Precision of LVIS and MISR canopy height estimates for desert grassland shrub canopies assessed with field and UAV estimates in multiscale approach

Authors: CHOPPING, MARK - Montclair State University; ASLAN, ASLAN - Montclair State University; HOFTON, MICHELLE - University Of Maryland; BLAIR, JAMES - Goddard Space Flight Center; LALIBERTE, ANDREA - New Mexico State University; Rango, Albert

Submitted to: IEEE IGARSS Annual Proceedings
Publication Type: Proceedings
Publication Acceptance Date: 7/15/2010
Publication Date: 7/25/2010
Citation: Chopping, M., Aslan, A., Hofton, M., Blair, J., Laliberte, A.S., Rango, A. 2010. Precision of LVIS and MISR canopy height estimates for desert grassland shrub canopies assessed with field and UAV estimates in multiscale approach [abstract]. 2010 IEEE International Symposium on Geoscience and Remote Sensing.
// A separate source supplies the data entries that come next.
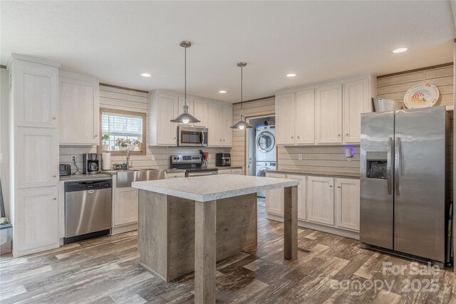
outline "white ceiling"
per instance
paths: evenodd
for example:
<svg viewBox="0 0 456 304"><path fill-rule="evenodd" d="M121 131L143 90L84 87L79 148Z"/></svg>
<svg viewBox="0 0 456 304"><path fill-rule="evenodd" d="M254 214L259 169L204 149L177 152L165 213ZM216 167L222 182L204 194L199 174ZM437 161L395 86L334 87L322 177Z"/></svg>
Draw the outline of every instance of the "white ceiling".
<svg viewBox="0 0 456 304"><path fill-rule="evenodd" d="M102 83L239 101L365 73L451 62L450 1L17 1L1 5L1 58L11 53L62 64ZM409 51L393 54L393 49ZM141 73L152 74L149 78ZM285 75L295 73L288 78ZM228 93L222 95L219 90Z"/></svg>

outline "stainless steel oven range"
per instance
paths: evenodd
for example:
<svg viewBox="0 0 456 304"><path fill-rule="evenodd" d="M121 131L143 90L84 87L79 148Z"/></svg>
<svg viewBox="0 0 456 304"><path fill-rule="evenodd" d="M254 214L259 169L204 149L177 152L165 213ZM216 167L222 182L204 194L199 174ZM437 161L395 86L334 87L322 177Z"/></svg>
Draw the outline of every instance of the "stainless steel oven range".
<svg viewBox="0 0 456 304"><path fill-rule="evenodd" d="M214 175L218 169L204 169L201 166L201 155L197 154L171 155L171 169L185 170L185 177Z"/></svg>

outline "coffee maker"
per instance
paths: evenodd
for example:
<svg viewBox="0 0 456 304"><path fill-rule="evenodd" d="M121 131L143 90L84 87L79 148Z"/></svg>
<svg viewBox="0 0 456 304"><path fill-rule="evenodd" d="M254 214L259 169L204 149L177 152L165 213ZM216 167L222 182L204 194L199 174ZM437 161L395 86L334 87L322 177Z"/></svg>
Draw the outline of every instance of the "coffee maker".
<svg viewBox="0 0 456 304"><path fill-rule="evenodd" d="M101 157L96 153L83 154L83 173L85 174L96 174L100 172L100 159Z"/></svg>
<svg viewBox="0 0 456 304"><path fill-rule="evenodd" d="M229 153L218 152L215 154L215 165L217 167L231 166L231 154Z"/></svg>

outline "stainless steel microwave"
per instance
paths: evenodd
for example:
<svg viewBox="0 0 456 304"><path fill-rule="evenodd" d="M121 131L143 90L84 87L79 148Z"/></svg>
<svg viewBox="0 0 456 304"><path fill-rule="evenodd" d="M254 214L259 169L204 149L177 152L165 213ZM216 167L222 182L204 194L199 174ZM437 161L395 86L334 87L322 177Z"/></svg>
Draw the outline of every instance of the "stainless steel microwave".
<svg viewBox="0 0 456 304"><path fill-rule="evenodd" d="M207 129L196 127L177 127L179 147L207 147Z"/></svg>

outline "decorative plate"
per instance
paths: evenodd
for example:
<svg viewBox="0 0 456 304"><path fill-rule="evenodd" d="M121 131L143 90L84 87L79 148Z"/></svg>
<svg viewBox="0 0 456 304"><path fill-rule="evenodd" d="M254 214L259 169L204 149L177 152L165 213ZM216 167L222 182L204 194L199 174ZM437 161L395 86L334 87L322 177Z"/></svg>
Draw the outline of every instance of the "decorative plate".
<svg viewBox="0 0 456 304"><path fill-rule="evenodd" d="M404 105L409 109L430 108L439 99L439 90L431 83L413 85L404 95Z"/></svg>

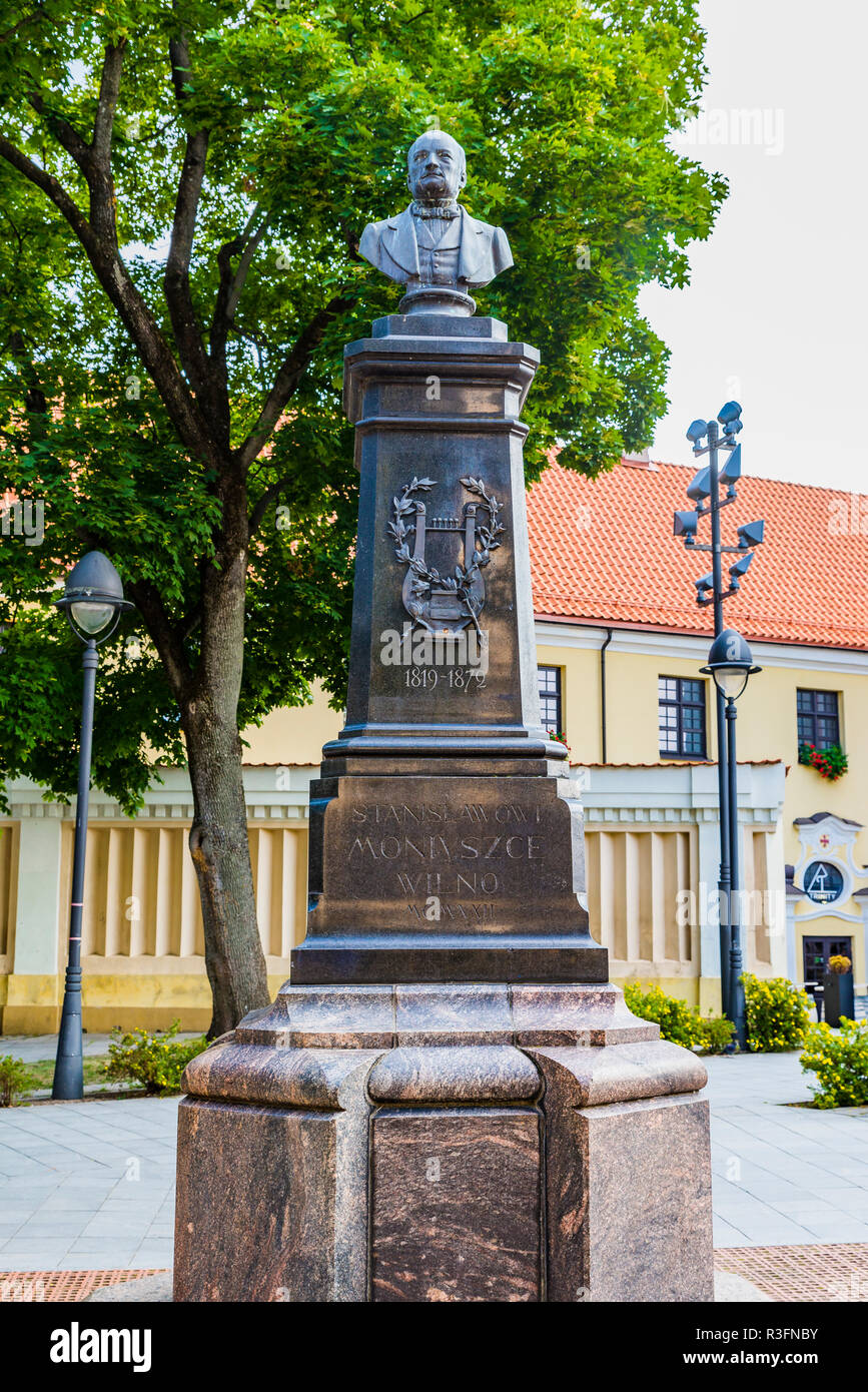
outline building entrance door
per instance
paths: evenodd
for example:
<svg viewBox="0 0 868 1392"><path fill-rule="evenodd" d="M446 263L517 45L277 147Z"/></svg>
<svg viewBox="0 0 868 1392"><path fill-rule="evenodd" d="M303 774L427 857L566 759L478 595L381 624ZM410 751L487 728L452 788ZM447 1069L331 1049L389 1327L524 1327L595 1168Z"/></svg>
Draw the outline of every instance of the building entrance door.
<svg viewBox="0 0 868 1392"><path fill-rule="evenodd" d="M853 938L803 938L804 984L812 994L829 969L830 956L849 956L853 962Z"/></svg>

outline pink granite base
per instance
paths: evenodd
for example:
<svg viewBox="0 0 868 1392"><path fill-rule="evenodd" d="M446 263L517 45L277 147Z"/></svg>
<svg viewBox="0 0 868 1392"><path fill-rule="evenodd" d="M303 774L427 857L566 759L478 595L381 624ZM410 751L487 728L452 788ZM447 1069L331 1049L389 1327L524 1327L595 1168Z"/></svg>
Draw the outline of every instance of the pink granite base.
<svg viewBox="0 0 868 1392"><path fill-rule="evenodd" d="M177 1300L711 1300L705 1069L612 986L284 987L188 1066Z"/></svg>

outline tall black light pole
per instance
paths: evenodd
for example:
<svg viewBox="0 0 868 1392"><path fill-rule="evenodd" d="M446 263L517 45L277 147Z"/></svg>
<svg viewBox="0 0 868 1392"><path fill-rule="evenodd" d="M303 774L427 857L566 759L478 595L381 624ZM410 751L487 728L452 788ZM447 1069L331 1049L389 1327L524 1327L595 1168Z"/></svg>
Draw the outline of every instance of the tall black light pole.
<svg viewBox="0 0 868 1392"><path fill-rule="evenodd" d="M121 578L107 555L88 551L67 576L63 599L72 632L85 644L82 653L83 692L81 743L78 750L78 799L75 803L75 849L72 852L72 903L70 906L70 955L64 1004L57 1037L57 1059L51 1097L83 1097L82 1027L81 1027L81 940L85 899L85 849L88 844L88 802L90 795L90 743L93 736L93 696L96 690L96 644L110 638L122 610L134 608L124 599Z"/></svg>
<svg viewBox="0 0 868 1392"><path fill-rule="evenodd" d="M744 983L741 973L741 885L739 884L739 764L736 760L736 702L747 686L748 677L762 671L754 665L751 650L734 628L725 628L711 644L708 665L701 667L704 675L714 678L718 696L726 703L726 761L729 766L729 845L730 845L730 896L729 896L729 1011L728 1016L736 1026L734 1043L739 1048L747 1044L744 1027ZM721 976L725 966L721 962Z"/></svg>
<svg viewBox="0 0 868 1392"><path fill-rule="evenodd" d="M673 533L683 537L687 550L711 551L711 572L696 580L697 604L714 606L715 638L723 632L723 600L740 587L740 579L753 561L753 547L762 541L764 523L750 522L739 528L739 546L721 544L721 508L736 501L736 480L741 475L741 447L736 436L741 430L741 406L728 401L718 412L716 420L694 420L687 429L687 438L698 458L708 455L708 464L700 469L687 487L687 497L694 504L691 511L676 512ZM722 427L722 437L721 437ZM702 445L701 441L707 440ZM729 451L726 464L719 468L719 454ZM726 496L721 498L721 483L726 484ZM697 541L698 519L711 518L711 543ZM737 553L740 560L729 568L729 586L723 589L723 553ZM728 768L728 724L726 702L715 686L716 735L718 735L718 803L721 827L721 869L718 876L719 942L721 942L721 1006L723 1015L732 1019L729 1002L729 977L726 963L730 956L730 891L733 888L732 859L737 855L733 837L737 837L737 817L730 809L732 774ZM737 809L736 809L737 812Z"/></svg>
July 25-30, 2010, Honolulu, Hawaii. TUP2.PM.7.

Interpretive Summary:

Technical Abstract: Many science questions in large-scale terrestrial ecology are concerned with changes in the Earth’s carbon cycle and ecosystems and the consequences for the Earth's carbon budget, ecosystem sustainability, and biodiversity [1]. To address these questions, we must know the distribution of aboveground woody carbon stocks; how much, where, and why woody carbon stocks are changing; and what proportion of the annual net flux to/from land is the result of disturbance and recovery [2]. These questions can be addressed using measures of forest canopy physical structure (horizontal and vertical distributions) through the synergistic use of data from lidar and radar remote sensing instruments [3]. Although satellite systems with global observing capability are at least eight years away [4] many studies are being conducted to assess the capabilities and limitations of these technologies. It is known that full waveform lidar can provide good estimates of various canopy parameters, including height, in mediumdensity temperate forests, while performance in dense tropical and boreal forest and in shrub canopies is less well-defined. While savannas and grasslands with shrubs are low biomass environments, they are extensive, occupying around 40% of the terrestrial land area. The goal of the research described here was thus to determine the performance of the NASA Laser Vegetation Imaging Sensor (LVIS) in estimating canopy height and aboveground standing live woody biomass in desert grasslands in southern New Mexico, USA, a region in which shrubs have mostly displaced native grasslands over the last 120 years.